My next task would be to write the INPUT filter rules. But, I just don't know how I can figure out what traffic is meant for the webserver, of what traffic is for one of the subnets. I'll try to write how I see it now, please correct me where I'm wrong:

- The IP's for the web traffic get changed in the prerouting chain, so I cant use the WEB_IP_1 or WEB_IP_2 to filter the traffic for the webserver out, because the NAT will happen before the filtering.

- The IP's for subnet 2 and 3 only change in the postrouting chain, so I can filter them out by using '-d $SURF_IP'.

- The packets go through the (used) tables like this: PREROUTING - INPUT - FORWARD - OUTPUT - POSTROUTING

Plz correct me if I'm wrong. A site with more information about how all tables and chains follow eachother would be great too. Thx!

----------

## pjp

There's an iptables tutorial ( http://iptables-tutorial.frozentux.net/iptables-tutorial.html ) that many recommend.  It isn't a place to find quick solutions, but to take a while and really learn iptables.

----------

## ikke

 *RealNitro wrote:*   

> I read this (http://iptables-tutorial.frozentux.net/iptables-tutorial.html) tutorial, but it's still difficult for me to figure out how the packets flow through the different tables.

 

 :Smile: 

----------

## tutaepaki

Packets flow through iptables as follows...

PREROUTING(mangle) -> PREROUTING(nat) -> routing decision

then they go EITHER (based on the routing decision)

FORWARD(mangle) -> FORWARD(filter)

or

INPUT(mangle) -> INPUT(filter) -> local process -> OUTPUT(mangle) -> OUTPUT(nat) -> OUTPUT(filter)

POSTROUTING(mangle) -> POSTROUTING(nat)

----------

## RealNitro

 *tutaepaki wrote:*   

> Packets flow through iptables as follows...
> 
> PREROUTING(mangle) -> PREROUTING(nat) -> routing decision
> 
> then they go EITHER (based on the routing decision)
> ...

 So, if I get this right, a NAT'ed packet never goes through the INPUT filter?

----------

## tutaepaki

A NAT'd packet will go through the INPUT filter if it is destined for the localhost. (the one running iptables) But if the packet is being forwarded on, then no, it will never go through the INPUT filter.

----------

## RealNitro

 *tutaepaki wrote:*   

> A NAT'd packet will go through the INPUT filter if it is destined for the localhost. (the one running iptables) But if the packet is being forwarded on, then no, it will never go through the INPUT filter.
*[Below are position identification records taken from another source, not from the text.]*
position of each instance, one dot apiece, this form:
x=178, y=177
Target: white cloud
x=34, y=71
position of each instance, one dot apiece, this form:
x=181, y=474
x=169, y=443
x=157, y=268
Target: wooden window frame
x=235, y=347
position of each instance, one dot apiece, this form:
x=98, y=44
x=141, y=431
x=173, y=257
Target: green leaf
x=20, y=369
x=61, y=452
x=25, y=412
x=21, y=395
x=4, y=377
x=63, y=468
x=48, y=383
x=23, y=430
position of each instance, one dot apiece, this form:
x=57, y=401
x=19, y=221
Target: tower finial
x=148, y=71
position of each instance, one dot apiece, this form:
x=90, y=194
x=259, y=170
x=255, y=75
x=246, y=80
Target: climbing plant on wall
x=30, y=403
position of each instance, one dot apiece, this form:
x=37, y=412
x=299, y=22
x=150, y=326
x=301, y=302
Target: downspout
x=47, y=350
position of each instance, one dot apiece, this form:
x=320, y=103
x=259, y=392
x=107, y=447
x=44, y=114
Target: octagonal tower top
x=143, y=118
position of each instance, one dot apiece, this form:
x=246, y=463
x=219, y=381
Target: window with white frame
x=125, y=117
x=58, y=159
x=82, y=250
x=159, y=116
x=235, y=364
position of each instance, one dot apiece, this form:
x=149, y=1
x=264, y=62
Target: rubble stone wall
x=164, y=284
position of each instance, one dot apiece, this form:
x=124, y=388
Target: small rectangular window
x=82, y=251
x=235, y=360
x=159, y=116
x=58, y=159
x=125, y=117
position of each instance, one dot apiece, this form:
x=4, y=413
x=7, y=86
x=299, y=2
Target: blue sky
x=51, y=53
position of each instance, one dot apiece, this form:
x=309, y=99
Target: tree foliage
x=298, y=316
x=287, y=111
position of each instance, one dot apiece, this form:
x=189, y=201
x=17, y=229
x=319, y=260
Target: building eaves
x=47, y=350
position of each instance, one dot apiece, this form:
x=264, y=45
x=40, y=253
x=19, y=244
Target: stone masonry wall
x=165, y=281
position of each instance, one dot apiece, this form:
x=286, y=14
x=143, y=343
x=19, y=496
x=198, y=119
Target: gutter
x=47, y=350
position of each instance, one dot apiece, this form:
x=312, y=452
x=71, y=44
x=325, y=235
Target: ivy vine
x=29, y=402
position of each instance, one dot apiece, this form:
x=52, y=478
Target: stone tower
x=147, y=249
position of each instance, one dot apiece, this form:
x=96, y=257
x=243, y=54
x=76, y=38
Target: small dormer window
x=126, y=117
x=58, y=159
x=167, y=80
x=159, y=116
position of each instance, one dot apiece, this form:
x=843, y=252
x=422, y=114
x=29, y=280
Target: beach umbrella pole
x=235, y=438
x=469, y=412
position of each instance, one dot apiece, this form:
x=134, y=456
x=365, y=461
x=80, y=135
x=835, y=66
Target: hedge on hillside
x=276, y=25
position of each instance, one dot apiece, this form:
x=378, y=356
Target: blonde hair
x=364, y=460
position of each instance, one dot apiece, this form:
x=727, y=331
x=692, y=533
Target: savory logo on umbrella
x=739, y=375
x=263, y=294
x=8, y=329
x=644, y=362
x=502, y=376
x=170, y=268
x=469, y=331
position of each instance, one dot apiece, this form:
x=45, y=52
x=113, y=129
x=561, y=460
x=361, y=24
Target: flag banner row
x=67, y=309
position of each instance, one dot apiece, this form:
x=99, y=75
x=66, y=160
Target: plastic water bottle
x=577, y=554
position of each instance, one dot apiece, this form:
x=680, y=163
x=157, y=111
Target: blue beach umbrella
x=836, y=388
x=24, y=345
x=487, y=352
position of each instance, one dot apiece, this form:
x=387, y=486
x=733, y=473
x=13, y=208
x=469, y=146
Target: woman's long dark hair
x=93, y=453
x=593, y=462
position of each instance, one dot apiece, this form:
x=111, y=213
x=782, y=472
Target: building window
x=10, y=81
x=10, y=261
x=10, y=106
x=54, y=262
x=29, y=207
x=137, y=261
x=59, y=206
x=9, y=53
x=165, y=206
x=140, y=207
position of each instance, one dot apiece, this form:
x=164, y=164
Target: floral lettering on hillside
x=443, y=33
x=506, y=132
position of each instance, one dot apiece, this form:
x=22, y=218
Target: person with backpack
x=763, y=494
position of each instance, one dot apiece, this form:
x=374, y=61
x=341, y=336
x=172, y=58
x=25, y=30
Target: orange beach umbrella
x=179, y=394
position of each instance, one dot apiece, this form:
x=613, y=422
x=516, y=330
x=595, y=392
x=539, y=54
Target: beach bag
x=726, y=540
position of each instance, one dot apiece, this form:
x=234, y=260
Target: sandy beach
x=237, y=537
 Ok. So, traffic that gets prerouted (DNAT) has a destination ip that's not an ip of the router/firewall box, and passes through the forward chain. But traffic that is postrouted (SNAT), still has an ip of the router/firewall as its destination IP at the routing decision point, so it passes through the INPUT (and OUTPUT) chain.

Correct?

----------

## tutaepaki

iptables is a stateful firewall, which means that traffic which has passed out through the postrouting chain, will be in the 'state table' when the return packets arrive with the firewall's address as the destination. The NAT will be undone prior to the routing decision.

So, no, packets related to one session will always flow through the same filter chain in both directions.

----------